The powerful US Internal Revenue Service will soon close loopholes in its agreements with foreign banks that Swiss bank UBS and its clients allegedly exploited to shield $20 billion in assets from US taxes, an agency official said, according to Bloomberg.
Barry Shott, the IRS's deputy commissioner of international
affairs, said the crackdown will make it harder for US citizens
to conceal assets in offshore shell companies. Also, he said, the
agency for the first time will require accounting firms to report
any suspicious activity that may constitute fraud as strictly
defined by the
US.
The IRS is putting the finishing touches on the new rules two
days before the Senate Permanent Subcommittee on Investigations
releases a report on secret accounts at
Zurich-based UBS and
Liechtenstein's LGT Group.
The new rules, at least two years in the making, are aimed at
tightening enforcement of Qualified Intermediary contracts. The
QI programme was adopted in 2000 to help the IRS keep track
of
US customers' money in foreign banks.
Meanwhile, the tax strategies of four wealthy people are expected to be a focus of a Senate subcommittee hearing later this week, as legislators join the burgeoning probe of alleged tax-evasion services marketed by UBS and other banks.
Separately, UBS said it may buy back some or all of its $3.5 billion in auction preferred stock, which was once touted as the next best thing to cash until the value plummeted under the weight of the credit crisis, according to media reports.
UBS said it is developing a structure to offer to repurchase the auction preferred stock, which was issued by registered closed-end tax-exempt funds and held by UBS advisory and brokerage clients in their UBS accounts.
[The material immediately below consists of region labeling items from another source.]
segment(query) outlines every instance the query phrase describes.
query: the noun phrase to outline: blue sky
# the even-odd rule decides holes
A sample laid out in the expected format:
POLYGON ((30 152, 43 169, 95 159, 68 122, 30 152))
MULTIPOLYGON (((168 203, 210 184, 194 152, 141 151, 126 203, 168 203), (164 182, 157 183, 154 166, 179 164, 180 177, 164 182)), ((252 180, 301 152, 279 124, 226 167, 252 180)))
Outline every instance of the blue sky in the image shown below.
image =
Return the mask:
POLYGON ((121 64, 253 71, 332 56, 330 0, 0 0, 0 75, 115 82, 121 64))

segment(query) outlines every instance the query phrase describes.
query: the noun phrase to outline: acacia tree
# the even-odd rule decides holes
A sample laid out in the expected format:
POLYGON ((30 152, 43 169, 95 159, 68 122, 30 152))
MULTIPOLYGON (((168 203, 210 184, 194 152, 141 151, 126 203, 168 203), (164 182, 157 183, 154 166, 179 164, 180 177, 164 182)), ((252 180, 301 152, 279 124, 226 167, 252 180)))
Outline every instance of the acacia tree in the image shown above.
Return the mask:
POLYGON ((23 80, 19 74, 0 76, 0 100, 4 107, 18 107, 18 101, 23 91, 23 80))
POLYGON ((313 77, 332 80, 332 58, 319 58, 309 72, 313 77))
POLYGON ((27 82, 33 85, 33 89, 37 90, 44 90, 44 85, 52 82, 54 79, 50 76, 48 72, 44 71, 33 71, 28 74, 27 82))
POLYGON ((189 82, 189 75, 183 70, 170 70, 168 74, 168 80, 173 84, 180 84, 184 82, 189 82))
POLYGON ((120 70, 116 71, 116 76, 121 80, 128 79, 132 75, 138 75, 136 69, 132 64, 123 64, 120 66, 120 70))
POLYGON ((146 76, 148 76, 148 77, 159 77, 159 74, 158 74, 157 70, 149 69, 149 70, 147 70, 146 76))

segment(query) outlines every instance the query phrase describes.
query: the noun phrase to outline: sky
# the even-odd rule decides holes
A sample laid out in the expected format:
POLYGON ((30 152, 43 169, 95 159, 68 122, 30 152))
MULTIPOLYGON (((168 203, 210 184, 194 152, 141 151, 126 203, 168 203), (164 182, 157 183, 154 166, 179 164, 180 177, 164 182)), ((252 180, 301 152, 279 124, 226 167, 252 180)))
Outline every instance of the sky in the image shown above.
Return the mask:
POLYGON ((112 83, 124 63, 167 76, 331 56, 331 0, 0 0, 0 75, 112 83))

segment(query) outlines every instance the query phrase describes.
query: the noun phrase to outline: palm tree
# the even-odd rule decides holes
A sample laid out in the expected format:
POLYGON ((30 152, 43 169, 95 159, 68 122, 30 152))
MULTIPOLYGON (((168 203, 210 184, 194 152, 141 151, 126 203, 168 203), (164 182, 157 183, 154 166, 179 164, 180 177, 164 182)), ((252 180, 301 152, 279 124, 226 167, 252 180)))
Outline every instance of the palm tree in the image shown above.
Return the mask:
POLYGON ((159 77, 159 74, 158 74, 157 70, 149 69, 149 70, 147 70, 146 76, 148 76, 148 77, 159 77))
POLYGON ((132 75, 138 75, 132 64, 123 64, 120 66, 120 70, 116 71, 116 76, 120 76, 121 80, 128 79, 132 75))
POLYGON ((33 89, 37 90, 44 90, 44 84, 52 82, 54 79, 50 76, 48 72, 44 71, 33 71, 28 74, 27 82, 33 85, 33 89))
Auction preferred stock is a preferred equity security that pays
dividends that are reset by an auction typically held every seven
or 28 days. The securities appealed to
US state and local government issuers because it allowed them to
raise long-term debt cheaper, and it provided leverage to
closed-end funds to help boost their returns.
High net worth individuals and corporations liked these securities because they offered slightly higher returns than those on other cash-like assets.
But auctions have been failing since February 2008, leaving many
holders unable to sell them. By April the $340 billion
US auction rate market was headed to the graveyard, another
casualty of the global credit crisis.